The Inspector General’s report analyzed the finances of the Lander University Foundation in response to a complaint. In it, Inspector General Brian Lamkin detailed a nonprofit which often acted as more of a financial liability for its host university than as a source for fundraising and donations.
Part of the problem stemmed confusion about who led the foundation, according to the report. It noted most of the boardmembers incorrectly believed they were supposed to act in an advisory role, while financial decisions were made by the foundation’s then-executive director Ralph Patterson (who also served as Lander’s vice president of advancement). But the foundation’s bylaws stated the board was key to approving the nonproft’s spending.
“The byproduct of this lack of oversight may have been serious misspending or at a minimum, a waste of funds that could have benefitted (Lander),” the report noted.
The report’s existence was first reported by the Greenwood Index-Journal on Wednesday. The Inspector General did credit a new administration under Lander President Richard Cosentino with cleaning up some of the more egregious issues. The school has also halted its current capital campaign until changes could be made.
Lamkin also raised concerns about the relatively small amounts of donations raised or apparently even sought by the foundation. The school’s fund remained at the same level as in 2003 and only $48,000 in unrestricted revenue (money not donated for specific purposes) was raised last fiscal year. The report also noted roughly a quarter of the “contributions” reported by the foundation last year were actually the value of work performed by Lander employees on foundation business for which the college did not charge.
“The cost of the Foundation staff provided by Lander as well as the Foundation’s office facility provided at a considerable cost to Lander, are significant in relation to the benefits (the school) receives,” the report states.
In fact, the college essentially covered 80 percent of the foundation’s operational needs, according to the report. Besides the employee time, a 1.5 percent assessment fee was charged to Lander’s endowment to help fund the foundation.
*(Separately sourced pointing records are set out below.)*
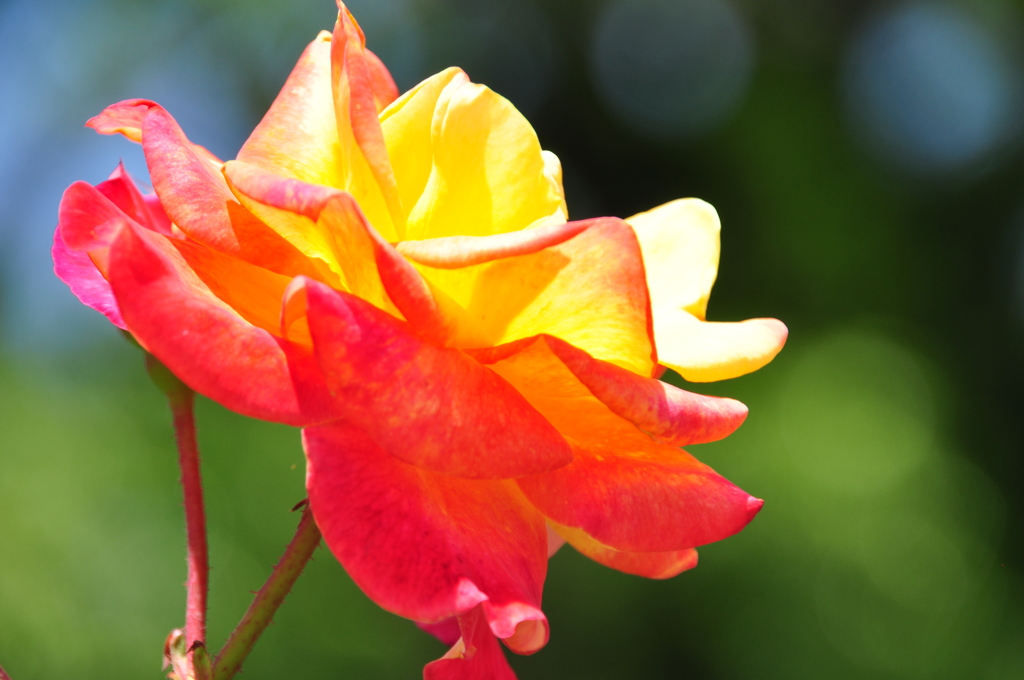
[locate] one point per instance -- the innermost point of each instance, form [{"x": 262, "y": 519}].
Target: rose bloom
[{"x": 476, "y": 375}]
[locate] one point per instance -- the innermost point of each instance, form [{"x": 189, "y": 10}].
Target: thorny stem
[
  {"x": 192, "y": 484},
  {"x": 268, "y": 598},
  {"x": 181, "y": 398}
]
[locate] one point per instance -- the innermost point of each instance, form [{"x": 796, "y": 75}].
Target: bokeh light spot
[{"x": 930, "y": 88}]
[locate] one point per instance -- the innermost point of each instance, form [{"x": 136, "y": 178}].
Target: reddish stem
[
  {"x": 269, "y": 597},
  {"x": 192, "y": 484}
]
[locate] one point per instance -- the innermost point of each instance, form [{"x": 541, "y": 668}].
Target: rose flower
[{"x": 475, "y": 375}]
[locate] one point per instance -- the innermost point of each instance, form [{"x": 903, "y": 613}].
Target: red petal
[
  {"x": 333, "y": 217},
  {"x": 205, "y": 342},
  {"x": 87, "y": 219},
  {"x": 445, "y": 630},
  {"x": 650, "y": 565},
  {"x": 434, "y": 408},
  {"x": 633, "y": 495},
  {"x": 193, "y": 192},
  {"x": 75, "y": 268},
  {"x": 426, "y": 546},
  {"x": 475, "y": 656},
  {"x": 546, "y": 367},
  {"x": 355, "y": 108},
  {"x": 298, "y": 136},
  {"x": 123, "y": 192},
  {"x": 125, "y": 117}
]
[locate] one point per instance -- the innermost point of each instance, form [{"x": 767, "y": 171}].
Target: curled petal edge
[{"x": 668, "y": 415}]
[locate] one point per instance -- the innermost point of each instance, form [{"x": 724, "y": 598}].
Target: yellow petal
[
  {"x": 487, "y": 173},
  {"x": 406, "y": 125},
  {"x": 680, "y": 246},
  {"x": 706, "y": 351}
]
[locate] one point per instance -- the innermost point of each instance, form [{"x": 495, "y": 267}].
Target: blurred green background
[{"x": 865, "y": 159}]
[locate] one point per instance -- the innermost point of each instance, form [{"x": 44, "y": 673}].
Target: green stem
[{"x": 268, "y": 598}]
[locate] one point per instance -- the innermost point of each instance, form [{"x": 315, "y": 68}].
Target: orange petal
[
  {"x": 589, "y": 291},
  {"x": 476, "y": 655},
  {"x": 434, "y": 408},
  {"x": 328, "y": 223},
  {"x": 385, "y": 91},
  {"x": 559, "y": 377},
  {"x": 426, "y": 546},
  {"x": 635, "y": 496},
  {"x": 650, "y": 565},
  {"x": 366, "y": 168},
  {"x": 298, "y": 136},
  {"x": 205, "y": 342}
]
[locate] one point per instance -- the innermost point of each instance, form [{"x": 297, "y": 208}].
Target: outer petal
[
  {"x": 475, "y": 655},
  {"x": 426, "y": 546},
  {"x": 122, "y": 118},
  {"x": 121, "y": 189},
  {"x": 706, "y": 351},
  {"x": 88, "y": 220},
  {"x": 636, "y": 496},
  {"x": 434, "y": 408},
  {"x": 385, "y": 91},
  {"x": 195, "y": 195},
  {"x": 127, "y": 117},
  {"x": 623, "y": 489},
  {"x": 554, "y": 370},
  {"x": 651, "y": 565},
  {"x": 328, "y": 224},
  {"x": 298, "y": 136},
  {"x": 205, "y": 342},
  {"x": 366, "y": 168},
  {"x": 75, "y": 268},
  {"x": 680, "y": 246}
]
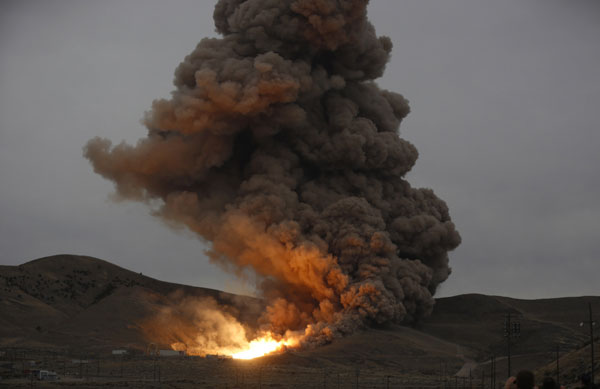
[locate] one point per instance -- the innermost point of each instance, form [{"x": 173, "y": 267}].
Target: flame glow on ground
[{"x": 263, "y": 346}]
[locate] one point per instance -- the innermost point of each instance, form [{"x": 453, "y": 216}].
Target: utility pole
[
  {"x": 557, "y": 367},
  {"x": 591, "y": 323},
  {"x": 512, "y": 329}
]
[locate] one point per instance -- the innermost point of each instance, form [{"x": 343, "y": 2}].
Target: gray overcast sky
[{"x": 505, "y": 97}]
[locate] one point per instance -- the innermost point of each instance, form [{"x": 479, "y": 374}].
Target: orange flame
[{"x": 263, "y": 346}]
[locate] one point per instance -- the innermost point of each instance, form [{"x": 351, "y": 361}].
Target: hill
[
  {"x": 78, "y": 303},
  {"x": 81, "y": 303}
]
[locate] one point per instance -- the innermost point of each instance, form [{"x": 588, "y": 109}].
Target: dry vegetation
[{"x": 65, "y": 308}]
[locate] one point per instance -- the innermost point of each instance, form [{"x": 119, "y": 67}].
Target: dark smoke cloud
[{"x": 279, "y": 149}]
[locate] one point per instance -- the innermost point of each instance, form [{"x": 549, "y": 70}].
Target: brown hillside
[
  {"x": 80, "y": 302},
  {"x": 86, "y": 304}
]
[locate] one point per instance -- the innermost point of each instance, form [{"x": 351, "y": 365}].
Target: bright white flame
[{"x": 263, "y": 346}]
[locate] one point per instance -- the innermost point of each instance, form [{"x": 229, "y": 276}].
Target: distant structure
[
  {"x": 171, "y": 353},
  {"x": 45, "y": 375}
]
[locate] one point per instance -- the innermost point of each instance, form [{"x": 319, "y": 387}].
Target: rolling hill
[{"x": 74, "y": 303}]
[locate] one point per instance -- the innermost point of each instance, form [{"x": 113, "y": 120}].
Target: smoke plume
[{"x": 278, "y": 148}]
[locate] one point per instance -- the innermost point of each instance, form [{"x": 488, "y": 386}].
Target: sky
[{"x": 504, "y": 102}]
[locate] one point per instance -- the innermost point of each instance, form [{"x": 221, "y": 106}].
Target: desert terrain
[{"x": 67, "y": 313}]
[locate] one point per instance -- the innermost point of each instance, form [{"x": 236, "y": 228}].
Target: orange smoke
[{"x": 278, "y": 149}]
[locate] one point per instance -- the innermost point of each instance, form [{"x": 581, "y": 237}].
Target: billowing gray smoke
[{"x": 278, "y": 148}]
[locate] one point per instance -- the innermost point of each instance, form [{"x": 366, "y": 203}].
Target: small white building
[
  {"x": 45, "y": 375},
  {"x": 171, "y": 353}
]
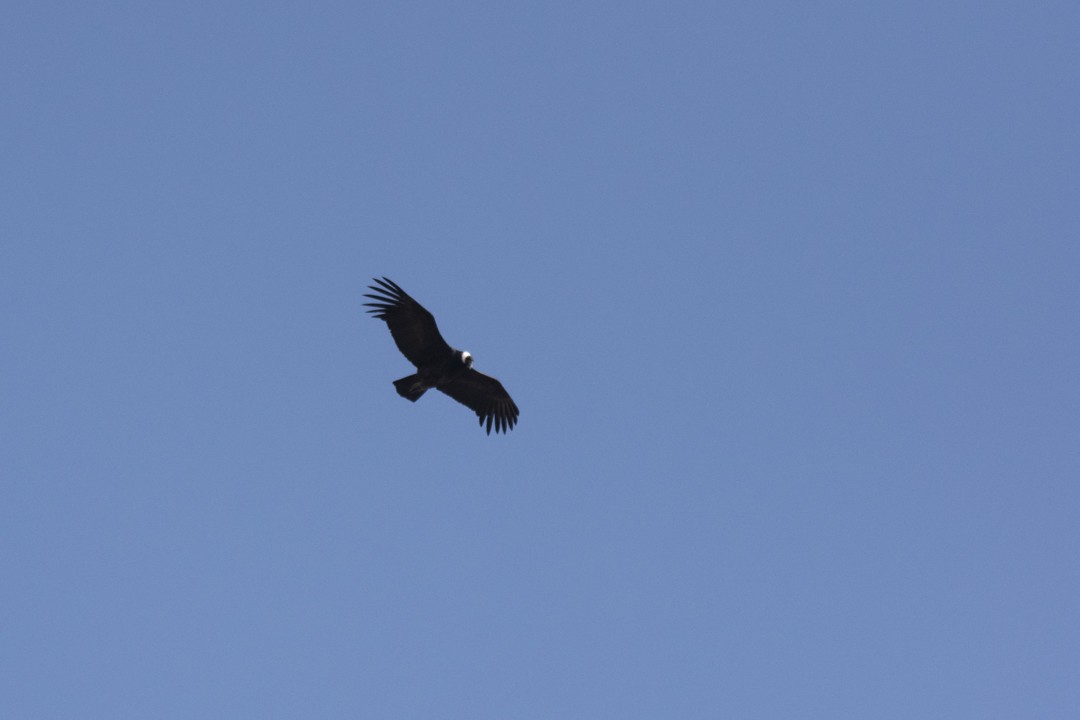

Another $427,000 reported as “contributions” actually included sponsorships, concession revenue and gifts made to the school’s athletics program rather than the foundation.
Lamkin also cited serious issues with a lease the school paid the foundation for its offices. The foundation had used its investments to purchase a former bank for $400,000. According to board meeting minutes, foundation staff told board members the school’s ten-year lease would repay the cost of the building, plus five percent interest. Instead the foundation charged the school the equivalent of 16 percent interest each year and used the “profit” to buy out the contract of a former Lander president in 2014.
The questionable spending occurred even as the university began budget cuts in 2013 due to a $1.2 million shortfall. In response, the school phased out its physical education and excercise science programs and did not fill several vacant jobs open due to resignations or retirements.
Patterson is no longer employed at the school or foundation, having taken a job as athletic director for Newberry College.